Annual inflation in Zimbabwe rose to 175.66 percent in June, almost doubling from 97.85 percent in May, according to ZIMSTATS, the country’s statistics agency. This is the highest recorded inflation rate since 2009, when the country was forced to abandon its currency.
3) South Sudan
South Sudan’s annual inflation rate is currently at 56.10 percent, according to data website Trading Economics. The country declared independence from Sudan in 2011, but has since suffered from unrest and fighting between troops loyal to President Salva Kiir and his former deputy-turned-rival Riek Machar. The country continues to face a deep economic crisis following several years of conflict, according to the IMF
Latin America’s third-largest economy is currently running an inflation rate of 54.4 percent. Last week, Argentina’s Minister of the Treasury Hernan Lacunza asked the International Monetary Fund to help the country restructure its debt payments on a $56 billion bail-out loan agreed in 2018 as it aims to calm market volatility.
Annual inflation in Sudan hit 52.59 percent in July, up from 47.78 percent in June, according to state news agency SUNA. Mass protests earlier this year, triggered by a worsening economic crisis and limits on cash withdrawals, have exacerbated hyperinflation. The protests eventually led to the Sudanese military ousting long-time president Omar al-Bashir. The country recently transferred power to a civilian-led government, with Abdallah Hamdok as its new premier, after decades of authoritarian rule.
In August 2019, Iran’s average annual inflation hit 42.2 percent, up from 40.4 percent in July, according to the Statistical Center of Iran. The Iranian government in August announced its plans to cut four zeros from its currency and change its name from the rial to the toman, in an attempt to reset its ailing economy. The rial’s value had plunged in recent years, particularly since the US re-imposed sanctions on the country last year.
The annual inflation rate in Liberia was recorded at 23.3 percent in April 2019, according to Trading Economics data. The West African nation is one of the poorest in the world. In 2018, Liberia’s economy grew by about 1.2 percent, a significant slowdown from an expansion rate of 2.5 percent in 2017, according to the World Bank. The country is otherwise known for its mining industry, particularly iron ore and gold production.
The inflation rate in Haiti rose past 18 percent in July, with 60 percent of Haitians living below the poverty line. In a July-dated report to the United Nations Security Council on Haiti, UN Secretary-General Antonio Guterres said that the political situation, food shortages, and a weakening economy had created a “potentially explosive” situation in the Caribbean country.

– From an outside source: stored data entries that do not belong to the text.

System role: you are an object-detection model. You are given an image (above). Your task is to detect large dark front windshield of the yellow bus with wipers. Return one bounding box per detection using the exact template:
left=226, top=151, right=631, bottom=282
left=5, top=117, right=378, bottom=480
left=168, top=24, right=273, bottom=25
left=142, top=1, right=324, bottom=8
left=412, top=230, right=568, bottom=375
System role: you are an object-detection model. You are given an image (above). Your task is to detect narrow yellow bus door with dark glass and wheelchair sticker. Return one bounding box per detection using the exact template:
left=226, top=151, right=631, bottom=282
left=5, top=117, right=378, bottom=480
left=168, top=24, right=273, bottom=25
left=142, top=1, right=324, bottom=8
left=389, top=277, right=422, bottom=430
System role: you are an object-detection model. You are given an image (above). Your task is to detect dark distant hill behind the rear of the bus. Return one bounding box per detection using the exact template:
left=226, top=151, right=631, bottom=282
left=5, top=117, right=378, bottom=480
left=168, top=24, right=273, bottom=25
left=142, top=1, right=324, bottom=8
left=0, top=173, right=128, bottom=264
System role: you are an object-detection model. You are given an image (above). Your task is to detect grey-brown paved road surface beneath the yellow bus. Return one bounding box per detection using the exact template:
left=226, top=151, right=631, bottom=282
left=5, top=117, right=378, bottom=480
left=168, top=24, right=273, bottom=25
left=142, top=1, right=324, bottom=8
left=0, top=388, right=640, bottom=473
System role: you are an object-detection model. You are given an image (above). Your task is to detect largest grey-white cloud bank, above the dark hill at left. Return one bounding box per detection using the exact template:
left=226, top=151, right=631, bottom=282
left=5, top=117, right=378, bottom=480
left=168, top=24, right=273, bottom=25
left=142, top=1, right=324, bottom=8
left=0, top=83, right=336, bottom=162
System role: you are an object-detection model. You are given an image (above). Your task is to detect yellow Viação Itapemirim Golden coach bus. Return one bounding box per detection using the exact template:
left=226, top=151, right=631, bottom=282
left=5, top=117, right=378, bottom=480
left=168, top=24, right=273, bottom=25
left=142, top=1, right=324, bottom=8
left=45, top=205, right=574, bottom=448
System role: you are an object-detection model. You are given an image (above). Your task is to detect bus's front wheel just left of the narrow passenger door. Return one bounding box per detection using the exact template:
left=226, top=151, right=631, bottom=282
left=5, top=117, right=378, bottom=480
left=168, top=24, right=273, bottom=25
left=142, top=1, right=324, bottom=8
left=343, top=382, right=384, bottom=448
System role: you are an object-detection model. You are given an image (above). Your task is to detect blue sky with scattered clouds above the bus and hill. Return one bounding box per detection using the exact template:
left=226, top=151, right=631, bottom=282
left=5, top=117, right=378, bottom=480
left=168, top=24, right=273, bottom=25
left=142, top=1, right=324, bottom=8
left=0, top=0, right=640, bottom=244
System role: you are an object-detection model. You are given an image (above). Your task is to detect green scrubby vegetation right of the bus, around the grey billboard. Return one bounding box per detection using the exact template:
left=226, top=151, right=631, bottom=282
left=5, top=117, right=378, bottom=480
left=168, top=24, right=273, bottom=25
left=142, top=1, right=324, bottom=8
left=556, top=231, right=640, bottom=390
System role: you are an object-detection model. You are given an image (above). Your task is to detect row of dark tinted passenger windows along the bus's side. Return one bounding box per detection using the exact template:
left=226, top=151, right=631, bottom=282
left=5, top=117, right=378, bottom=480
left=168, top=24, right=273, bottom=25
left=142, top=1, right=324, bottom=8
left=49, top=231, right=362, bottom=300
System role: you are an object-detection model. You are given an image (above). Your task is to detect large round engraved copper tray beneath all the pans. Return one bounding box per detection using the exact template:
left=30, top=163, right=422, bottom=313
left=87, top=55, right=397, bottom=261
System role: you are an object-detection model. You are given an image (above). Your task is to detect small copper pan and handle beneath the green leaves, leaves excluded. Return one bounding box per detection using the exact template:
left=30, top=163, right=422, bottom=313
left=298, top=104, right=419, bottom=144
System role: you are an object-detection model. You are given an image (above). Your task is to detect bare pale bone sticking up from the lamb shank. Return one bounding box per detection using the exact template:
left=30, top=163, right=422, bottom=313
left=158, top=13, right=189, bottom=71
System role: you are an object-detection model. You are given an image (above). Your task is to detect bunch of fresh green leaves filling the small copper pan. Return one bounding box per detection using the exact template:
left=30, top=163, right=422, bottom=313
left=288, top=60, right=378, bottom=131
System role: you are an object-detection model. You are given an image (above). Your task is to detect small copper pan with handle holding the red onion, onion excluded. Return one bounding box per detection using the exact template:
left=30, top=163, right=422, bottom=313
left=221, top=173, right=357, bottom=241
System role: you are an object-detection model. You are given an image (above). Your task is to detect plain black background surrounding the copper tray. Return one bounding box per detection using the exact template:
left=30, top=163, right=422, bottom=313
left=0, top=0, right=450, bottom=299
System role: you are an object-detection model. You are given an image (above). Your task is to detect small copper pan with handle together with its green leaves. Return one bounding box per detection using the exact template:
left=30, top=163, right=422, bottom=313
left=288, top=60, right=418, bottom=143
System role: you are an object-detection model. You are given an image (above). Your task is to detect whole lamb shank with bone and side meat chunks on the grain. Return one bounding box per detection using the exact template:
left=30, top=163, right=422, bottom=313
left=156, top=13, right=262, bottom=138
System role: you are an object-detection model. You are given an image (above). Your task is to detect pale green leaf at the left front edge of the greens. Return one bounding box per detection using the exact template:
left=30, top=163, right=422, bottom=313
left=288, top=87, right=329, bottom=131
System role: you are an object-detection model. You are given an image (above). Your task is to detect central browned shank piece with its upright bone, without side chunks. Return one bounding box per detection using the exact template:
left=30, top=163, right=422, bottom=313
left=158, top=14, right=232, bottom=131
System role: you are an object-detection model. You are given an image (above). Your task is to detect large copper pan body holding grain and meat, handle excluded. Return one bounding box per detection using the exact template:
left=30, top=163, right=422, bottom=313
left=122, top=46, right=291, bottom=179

The Haitian parliament recently narrowly approved a new prime minister amid protests caused by a shortage of fuel, local Haitian news reported.
9) Sierra Leone
As one of the poorest countries in the world, the West African nation recorded an annual inflation rate of 17.46 percent as of March. After concluding its review mission to Sierra Leone, the IMF recommended that the country step up its structural reform efforts to manage fiscal risks, ensure greater accountability, and diversify the economy.

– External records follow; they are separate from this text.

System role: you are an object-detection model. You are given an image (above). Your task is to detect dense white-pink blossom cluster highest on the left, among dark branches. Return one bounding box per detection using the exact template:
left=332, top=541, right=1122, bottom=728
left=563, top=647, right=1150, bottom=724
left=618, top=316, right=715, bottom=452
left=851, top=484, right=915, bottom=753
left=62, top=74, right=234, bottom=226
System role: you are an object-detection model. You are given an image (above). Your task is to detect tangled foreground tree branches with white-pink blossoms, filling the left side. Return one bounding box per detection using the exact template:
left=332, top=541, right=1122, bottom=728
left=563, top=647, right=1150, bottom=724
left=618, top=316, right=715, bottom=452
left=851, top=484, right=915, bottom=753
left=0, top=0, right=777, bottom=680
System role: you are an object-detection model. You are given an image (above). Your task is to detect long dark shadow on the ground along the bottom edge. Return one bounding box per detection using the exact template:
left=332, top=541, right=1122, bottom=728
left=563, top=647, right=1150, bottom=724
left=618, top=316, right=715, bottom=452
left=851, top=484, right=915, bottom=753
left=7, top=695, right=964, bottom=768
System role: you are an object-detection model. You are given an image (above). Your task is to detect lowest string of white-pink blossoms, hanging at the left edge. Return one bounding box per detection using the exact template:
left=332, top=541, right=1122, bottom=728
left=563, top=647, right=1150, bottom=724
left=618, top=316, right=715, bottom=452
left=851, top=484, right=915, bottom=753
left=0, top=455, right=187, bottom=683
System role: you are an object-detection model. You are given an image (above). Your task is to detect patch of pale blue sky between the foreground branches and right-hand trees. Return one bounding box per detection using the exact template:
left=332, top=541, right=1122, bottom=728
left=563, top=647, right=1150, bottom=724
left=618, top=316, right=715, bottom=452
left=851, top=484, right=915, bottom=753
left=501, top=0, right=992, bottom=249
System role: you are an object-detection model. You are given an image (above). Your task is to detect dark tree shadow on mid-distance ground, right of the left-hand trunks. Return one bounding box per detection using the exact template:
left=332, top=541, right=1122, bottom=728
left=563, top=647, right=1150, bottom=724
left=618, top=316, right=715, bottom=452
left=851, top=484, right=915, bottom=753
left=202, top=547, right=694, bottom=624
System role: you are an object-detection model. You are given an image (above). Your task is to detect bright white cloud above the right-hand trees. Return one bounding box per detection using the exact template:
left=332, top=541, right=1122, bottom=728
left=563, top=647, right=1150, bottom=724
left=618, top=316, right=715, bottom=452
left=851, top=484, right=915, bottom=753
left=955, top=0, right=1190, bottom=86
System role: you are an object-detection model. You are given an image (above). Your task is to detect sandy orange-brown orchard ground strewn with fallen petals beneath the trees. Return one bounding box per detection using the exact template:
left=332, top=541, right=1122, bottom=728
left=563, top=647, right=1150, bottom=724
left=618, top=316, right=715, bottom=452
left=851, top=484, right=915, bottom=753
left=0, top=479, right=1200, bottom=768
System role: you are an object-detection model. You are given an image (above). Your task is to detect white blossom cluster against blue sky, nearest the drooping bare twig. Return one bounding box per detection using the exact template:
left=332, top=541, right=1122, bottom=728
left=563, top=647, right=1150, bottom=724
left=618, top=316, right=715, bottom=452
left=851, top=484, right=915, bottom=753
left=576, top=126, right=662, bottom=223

According to Trading Economics, Angola’s annual inflation rate rose to 17.24 percent in July 2019, up from 16.94 percent in June. In December 2018, in exchange for a $3.7 billion financial assistance program from the IMF, authorities agreed to remove water and energy subsidies and implement VAT. Between 2001 and 2019 inflation has averaged 35.21 percent, reaching a high of 241.08 percent in January 2001.